Re: Solr for large volume data processing with minimal full-text serach

Noble Paul നോബിള്‍ नोब्ळ् Fri, 07 Nov 2008 09:28:08 -0800

If you need anything close to realtime (~ few seconds) hadoop and its
ilk is not a choice. Solr is fine. But be prepared to dedicate a lot
of hardware for that


On Fri, Nov 7, 2008 at 10:53 PM, souravm <[EMAIL PROTECTED]> wrote:
> Hi Shalin,
>
> Thanks for your input.
>
> Yes I agree that my application is not much about full text search.
>
> Hive/Chukwa/Pig (a combination) running on Hadoop can be a good bet. But 
> where they fall short is in online querying of the huge data.
>
> I am specifically talking about Pig in this case which has benchmarking 
> figure in the order of 3-10 minutes with 11 nodes for around 4GB data size 
> (200 M records). Where as for Solr I can see processing time is under second 
> at 1 node (but higher memory) for around 1 GB data size (0.5 M records).
>
> Since for my application online query performance is one of the key 
> requirement (I think irrespective of type of application no user would like 
> to wait on the screen for more than a minute) I'm in dilemma.
>
> Regards,
> Sourav
>
>
>
> -----Original Message-----
> From: Shalin Shekhar Mangar [mailto:[EMAIL PROTECTED]
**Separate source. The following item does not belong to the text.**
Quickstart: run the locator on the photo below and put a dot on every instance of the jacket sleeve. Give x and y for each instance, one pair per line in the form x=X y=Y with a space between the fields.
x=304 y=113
> Sent: Friday, November 07, 2008 7:48 AM
> To: solr-user@lucene.apache.org
> Subject: Re: Solr Multicore ...
>
> From what I can understand, you have little full-text search involved here.
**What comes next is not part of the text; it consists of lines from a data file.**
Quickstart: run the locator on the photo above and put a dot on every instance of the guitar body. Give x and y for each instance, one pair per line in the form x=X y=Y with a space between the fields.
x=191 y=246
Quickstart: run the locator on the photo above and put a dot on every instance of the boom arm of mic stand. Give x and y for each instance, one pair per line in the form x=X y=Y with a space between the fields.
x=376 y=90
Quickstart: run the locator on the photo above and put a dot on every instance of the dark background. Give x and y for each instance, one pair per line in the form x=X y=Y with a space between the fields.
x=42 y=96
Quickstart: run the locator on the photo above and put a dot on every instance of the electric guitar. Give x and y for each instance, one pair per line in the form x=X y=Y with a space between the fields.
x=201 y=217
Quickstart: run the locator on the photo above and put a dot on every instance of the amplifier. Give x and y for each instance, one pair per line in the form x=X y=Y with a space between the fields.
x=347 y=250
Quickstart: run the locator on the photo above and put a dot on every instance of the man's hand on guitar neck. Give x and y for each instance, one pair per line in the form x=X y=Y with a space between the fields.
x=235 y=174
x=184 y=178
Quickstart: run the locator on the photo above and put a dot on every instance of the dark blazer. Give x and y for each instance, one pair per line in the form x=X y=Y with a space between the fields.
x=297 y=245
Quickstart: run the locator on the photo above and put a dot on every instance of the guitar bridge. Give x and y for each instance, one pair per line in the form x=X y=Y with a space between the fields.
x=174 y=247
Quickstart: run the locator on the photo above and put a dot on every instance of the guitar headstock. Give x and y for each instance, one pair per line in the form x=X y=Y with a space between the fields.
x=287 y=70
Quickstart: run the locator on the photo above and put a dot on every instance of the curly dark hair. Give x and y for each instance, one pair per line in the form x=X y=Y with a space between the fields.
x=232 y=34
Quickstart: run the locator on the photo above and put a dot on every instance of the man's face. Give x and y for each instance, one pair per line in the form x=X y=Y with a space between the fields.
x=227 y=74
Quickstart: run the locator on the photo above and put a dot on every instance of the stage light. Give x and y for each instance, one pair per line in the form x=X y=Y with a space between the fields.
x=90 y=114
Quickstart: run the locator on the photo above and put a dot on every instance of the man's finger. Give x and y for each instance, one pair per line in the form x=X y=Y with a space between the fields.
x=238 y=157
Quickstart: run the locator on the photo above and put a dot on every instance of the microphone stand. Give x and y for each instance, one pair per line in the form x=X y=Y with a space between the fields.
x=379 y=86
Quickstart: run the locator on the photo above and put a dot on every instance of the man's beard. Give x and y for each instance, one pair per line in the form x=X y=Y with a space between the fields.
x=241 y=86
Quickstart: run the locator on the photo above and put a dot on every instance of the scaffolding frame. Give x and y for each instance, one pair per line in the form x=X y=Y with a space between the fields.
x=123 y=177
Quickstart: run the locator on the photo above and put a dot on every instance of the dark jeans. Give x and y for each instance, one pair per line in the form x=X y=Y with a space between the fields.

> You should probably look at Hadoop and its contrib and sub-projects such as
> Pig, Hive and Chukwa.
>
> http://wiki.apache.org/hadoop/
> http://wiki.apache.org/hadoop/Hive
> http://wiki.apache.org/hadoop/Chukwa
> http://incubator.apache.org/pig/
>
> On Fri, Nov 7, 2008 at 9:03 PM, souravm <[EMAIL PROTECTED]> wrote:
>
>> Hi Guys,
>>
>> Here I'm struggling with to decide whether Solr would be a fitting solution
>> for me. Highly appreciate you
>>
>> The key requirements can be summarized as below -
>>
>> 1. Need to process very high volume of data online from log files of
>> various applications - around 100s of Millions of total size may be varying
>> within a range of 30-40 GB.
>>
>> 2. Flexibility - Log file formats from different applications would be
>> different. Also for the same application log file formats can vary. However,
>> the log files would be in xml and if a new type has to be supported then the
>> schema for the same would be known before hand.
>>
>> 3. The type of queries to be supported -
>> a) Mostly aggregation type statistics (min, max, average, sd, count etc.)
>> of response times, sales numbers etc.
>> b) Ability to support adhoc queries relating multiple fields in a given
>> logfile, joining similar fields in multiple logfiles
>>
>> 4. Flexibility - Log file formats from different applications would be
>> different. Also for the same application log file formats can vary. However,
>> the log files would be in xml and if a new type has to be supported then the
>> schema for the same would be known before hand.
>>
>> 5. Expected performance would be around 10 to 20 sec for majority of the
>> queries. For rest it may be a bit more higher.
>>
>> I'm planning to use Solr with multicore and distributed search feature.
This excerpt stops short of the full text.